To African-Americans, Hurricane Katrina has become a generation-defining catastrophe -- a disaster with a predominantly black toll, tinged with racism. They've rallied to the cause with an unprecedented outpouring of activism and generosity.
Blacks who have been touched by the disaster are not only donating money but gathering supplies, taking in friends and relatives, even heading south to help shoulder the burden of their people.
"You'd have to go back to slavery, or the burning of black towns, to find a comparable event that has affected black people this way," said Darnell Hunt, a sociologist and head of the African-American studies department at UCLA.
If the rescue effort had not been so mishandled, and if those who suffered so needlessly had not been so black and so poor, perhaps Hurricane Katrina would have been just another destructive storm, alongside the likes of Charley and Andrew and Hugo. (There is no Keisha or Kwame.)
But Katrina's searing images -- linking nature's wrath and the nation's wrongs -- have fanned the smoldering resentments of the civil rights, Reaganomics and hip-hop eras all at once.
"Something about this is making people remember their own personal injustices," said author damali ayo, whose book How to Rent a Negro takes a satirical look at race relations.
"You don't look at Rodney King and say, `I remember when I got beat up.' But people remember being neglected, unimportant, overlooked, thought of as `less than.' That's a very common experience for black people," he said.
Some 71 percent of blacks say the disaster shows that racial inequality remains a major problem in the US, according to a survey by the Pew Research Center for the People & the Press, conducted on Sep. 6 and Sep. 7 among 1,000 Americans; 56 percent of whites feel this was not a particularly important lesson.
And while 66 percent of blacks think the government's response would have been faster if most of the victims had been white, 77 percent of whites disagreed.
On Thursday, first lady Laura Bush said it was "disgusting" that critics blamed her husband's policies for the racial disparities between hurricane survivors. In an interview with American Urban Radio Networks, she said the homes of the poor were more vulnerable to the storm and "that's what we want to address."
Many events have transfixed African-Americans: the killings of icons from Martin Luther King to Tupac Shakur, the crack cocaine epidemic, the Clarence Thomas confirmation hearings. But Katrina is different.

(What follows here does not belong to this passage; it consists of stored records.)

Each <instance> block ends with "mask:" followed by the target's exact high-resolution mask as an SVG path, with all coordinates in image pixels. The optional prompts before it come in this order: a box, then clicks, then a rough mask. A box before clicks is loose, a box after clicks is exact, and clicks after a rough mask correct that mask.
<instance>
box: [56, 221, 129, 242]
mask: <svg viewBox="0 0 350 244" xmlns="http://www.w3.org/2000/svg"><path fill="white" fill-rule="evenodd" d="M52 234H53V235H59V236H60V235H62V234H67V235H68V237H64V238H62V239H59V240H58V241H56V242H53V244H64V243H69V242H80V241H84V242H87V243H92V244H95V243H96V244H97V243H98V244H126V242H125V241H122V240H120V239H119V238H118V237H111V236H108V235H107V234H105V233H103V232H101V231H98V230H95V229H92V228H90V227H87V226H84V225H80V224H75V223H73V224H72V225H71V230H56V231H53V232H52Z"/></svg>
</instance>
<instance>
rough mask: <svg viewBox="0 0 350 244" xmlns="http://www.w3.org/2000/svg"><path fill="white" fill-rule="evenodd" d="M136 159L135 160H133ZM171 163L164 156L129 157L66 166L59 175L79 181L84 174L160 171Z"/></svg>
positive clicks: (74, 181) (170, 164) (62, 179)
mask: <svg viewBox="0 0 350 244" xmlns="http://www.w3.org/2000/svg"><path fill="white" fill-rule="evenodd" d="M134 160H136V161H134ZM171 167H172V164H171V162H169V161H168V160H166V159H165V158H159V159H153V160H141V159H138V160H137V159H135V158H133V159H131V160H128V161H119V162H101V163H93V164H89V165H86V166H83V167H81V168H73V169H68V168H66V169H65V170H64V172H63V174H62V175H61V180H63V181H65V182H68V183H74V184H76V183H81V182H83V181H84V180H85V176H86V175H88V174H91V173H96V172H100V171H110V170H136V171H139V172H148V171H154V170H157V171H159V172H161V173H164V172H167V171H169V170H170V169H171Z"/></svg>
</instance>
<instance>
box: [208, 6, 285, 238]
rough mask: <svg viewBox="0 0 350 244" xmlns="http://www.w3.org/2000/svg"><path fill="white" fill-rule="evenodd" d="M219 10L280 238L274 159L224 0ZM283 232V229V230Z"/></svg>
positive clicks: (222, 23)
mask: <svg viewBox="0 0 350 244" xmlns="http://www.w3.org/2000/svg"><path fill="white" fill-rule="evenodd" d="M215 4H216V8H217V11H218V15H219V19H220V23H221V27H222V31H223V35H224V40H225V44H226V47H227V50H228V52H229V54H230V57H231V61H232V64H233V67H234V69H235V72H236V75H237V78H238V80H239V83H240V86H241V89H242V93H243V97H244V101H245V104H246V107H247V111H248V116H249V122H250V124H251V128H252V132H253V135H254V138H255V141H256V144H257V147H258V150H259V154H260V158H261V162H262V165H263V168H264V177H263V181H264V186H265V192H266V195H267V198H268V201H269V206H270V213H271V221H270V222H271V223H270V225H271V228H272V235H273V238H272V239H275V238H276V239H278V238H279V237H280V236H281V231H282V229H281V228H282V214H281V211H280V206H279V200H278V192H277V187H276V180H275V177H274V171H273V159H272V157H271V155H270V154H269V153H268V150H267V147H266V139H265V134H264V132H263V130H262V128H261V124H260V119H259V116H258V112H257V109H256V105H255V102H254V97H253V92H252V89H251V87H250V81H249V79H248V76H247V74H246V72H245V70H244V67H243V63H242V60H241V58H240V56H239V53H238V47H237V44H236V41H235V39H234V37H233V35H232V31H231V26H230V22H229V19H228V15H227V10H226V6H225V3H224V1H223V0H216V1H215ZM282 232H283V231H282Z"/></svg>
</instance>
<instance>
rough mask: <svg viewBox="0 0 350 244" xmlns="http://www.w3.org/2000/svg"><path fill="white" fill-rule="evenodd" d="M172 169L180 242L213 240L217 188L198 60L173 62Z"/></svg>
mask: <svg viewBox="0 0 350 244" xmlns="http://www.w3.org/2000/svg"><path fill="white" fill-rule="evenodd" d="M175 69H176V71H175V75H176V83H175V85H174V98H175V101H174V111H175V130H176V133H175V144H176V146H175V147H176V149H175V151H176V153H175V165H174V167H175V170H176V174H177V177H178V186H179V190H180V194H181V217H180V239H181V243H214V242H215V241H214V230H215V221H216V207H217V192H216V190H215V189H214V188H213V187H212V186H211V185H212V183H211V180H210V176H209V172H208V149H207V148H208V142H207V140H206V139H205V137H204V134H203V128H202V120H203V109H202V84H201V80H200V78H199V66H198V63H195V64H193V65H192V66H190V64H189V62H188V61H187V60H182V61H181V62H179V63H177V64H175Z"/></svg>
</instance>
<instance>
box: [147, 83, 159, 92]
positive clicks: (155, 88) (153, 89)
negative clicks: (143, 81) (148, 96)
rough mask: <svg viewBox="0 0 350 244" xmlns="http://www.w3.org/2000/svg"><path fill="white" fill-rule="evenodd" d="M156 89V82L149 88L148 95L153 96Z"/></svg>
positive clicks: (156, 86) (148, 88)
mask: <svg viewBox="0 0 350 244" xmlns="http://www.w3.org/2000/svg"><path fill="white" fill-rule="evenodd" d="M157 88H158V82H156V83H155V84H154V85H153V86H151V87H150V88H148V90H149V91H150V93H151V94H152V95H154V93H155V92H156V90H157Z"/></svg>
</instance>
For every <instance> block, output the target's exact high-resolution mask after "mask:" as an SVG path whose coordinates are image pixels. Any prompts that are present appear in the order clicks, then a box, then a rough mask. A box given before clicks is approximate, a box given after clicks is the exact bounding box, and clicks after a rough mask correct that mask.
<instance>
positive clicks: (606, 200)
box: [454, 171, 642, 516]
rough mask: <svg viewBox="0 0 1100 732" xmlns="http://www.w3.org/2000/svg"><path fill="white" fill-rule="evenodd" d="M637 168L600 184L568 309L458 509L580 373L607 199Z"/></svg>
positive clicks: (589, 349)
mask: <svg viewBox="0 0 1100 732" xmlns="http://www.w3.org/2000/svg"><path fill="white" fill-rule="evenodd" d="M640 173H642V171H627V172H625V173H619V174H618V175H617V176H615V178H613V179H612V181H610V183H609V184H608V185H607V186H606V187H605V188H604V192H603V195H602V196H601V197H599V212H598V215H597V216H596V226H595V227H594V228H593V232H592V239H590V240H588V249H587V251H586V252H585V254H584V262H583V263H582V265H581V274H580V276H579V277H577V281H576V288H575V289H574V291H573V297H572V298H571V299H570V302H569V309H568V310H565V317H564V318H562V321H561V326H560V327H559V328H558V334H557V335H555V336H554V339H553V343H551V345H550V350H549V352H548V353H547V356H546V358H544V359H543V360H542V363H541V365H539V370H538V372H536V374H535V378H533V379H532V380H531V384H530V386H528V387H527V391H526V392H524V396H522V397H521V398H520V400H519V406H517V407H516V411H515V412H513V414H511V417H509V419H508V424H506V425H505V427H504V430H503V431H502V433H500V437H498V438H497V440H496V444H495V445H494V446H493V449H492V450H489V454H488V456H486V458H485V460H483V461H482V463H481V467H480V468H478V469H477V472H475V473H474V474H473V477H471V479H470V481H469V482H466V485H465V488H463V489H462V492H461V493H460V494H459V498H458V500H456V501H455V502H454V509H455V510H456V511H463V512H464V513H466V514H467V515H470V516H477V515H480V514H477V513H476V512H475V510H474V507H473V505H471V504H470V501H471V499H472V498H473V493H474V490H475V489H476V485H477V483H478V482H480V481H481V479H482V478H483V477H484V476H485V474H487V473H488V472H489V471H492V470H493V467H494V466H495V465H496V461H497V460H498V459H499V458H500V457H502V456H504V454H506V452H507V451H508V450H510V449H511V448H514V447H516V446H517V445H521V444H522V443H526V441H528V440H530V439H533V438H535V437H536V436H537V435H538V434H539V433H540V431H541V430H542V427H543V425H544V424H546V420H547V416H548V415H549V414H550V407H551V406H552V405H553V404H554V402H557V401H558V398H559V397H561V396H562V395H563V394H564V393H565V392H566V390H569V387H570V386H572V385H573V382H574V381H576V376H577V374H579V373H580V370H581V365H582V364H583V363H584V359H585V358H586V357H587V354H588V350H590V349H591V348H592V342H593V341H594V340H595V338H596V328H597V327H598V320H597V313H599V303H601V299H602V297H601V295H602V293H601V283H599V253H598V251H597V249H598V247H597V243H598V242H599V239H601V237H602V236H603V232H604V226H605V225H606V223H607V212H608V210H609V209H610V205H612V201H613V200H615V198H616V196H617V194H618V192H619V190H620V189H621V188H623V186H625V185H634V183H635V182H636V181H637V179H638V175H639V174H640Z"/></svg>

"The face, the cover has been pulled off the invisible poor," said Reverend Ronald Braxton of Metropolitan African Methodist Episcopal Church in Washington, DC.
Braxton spoke as his congregation loaded a 15m tractor-trailer with antacid, diapers, food, water and other supplies destined for AME churches in Jackson, Mississippi and Baton Rouge, Louisiana.
Before Independence Air volunteered to fly the supplies to the hurricane zone, Braxton turned away volunteers willing to drive 22 hours to Baton Rouge. In addition, his church raised US$20,000 last Sunday alone to send to the national AME relief effort. Individuals have also stepped up. Kimberly Lowe of Philadelphia signed up on that city's Web site to host an evacuee in a spare bedroom.
"They just probably want to talk to regular folks and be in a real home," Lowe said. "There's nothing like being home."
Katrina has spurred other blacks to take crucial roles in relief efforts. Now billionaire Mississippi native Oprah Winfrey is bringing her show to the Katrina zone, defense attorney Willie Gary is planning to transport victims in his 737 jet, and rapper Kanye West can excoriate President George W. Bush's response to the hurricane in front of a nationwide audience. Tavis Smiley has devoted much of his television talk show to Katrina.
"I've seen black folk come together around any number of issues. It's usually either a head or a heart issue," he said. "For example, we came together after the election of 2000, when Bush essentially stole the election. That was a head issue. People were mad. Other issues hit our hearts; O.J. Simpson comes to mind."
"This is the most devastating thing to their community they've seen in their lifetime," said the original hip-hop mogul, Russell Simmons. "I've never seen a bigger outpouring of love and giving. I've never seen anything like it."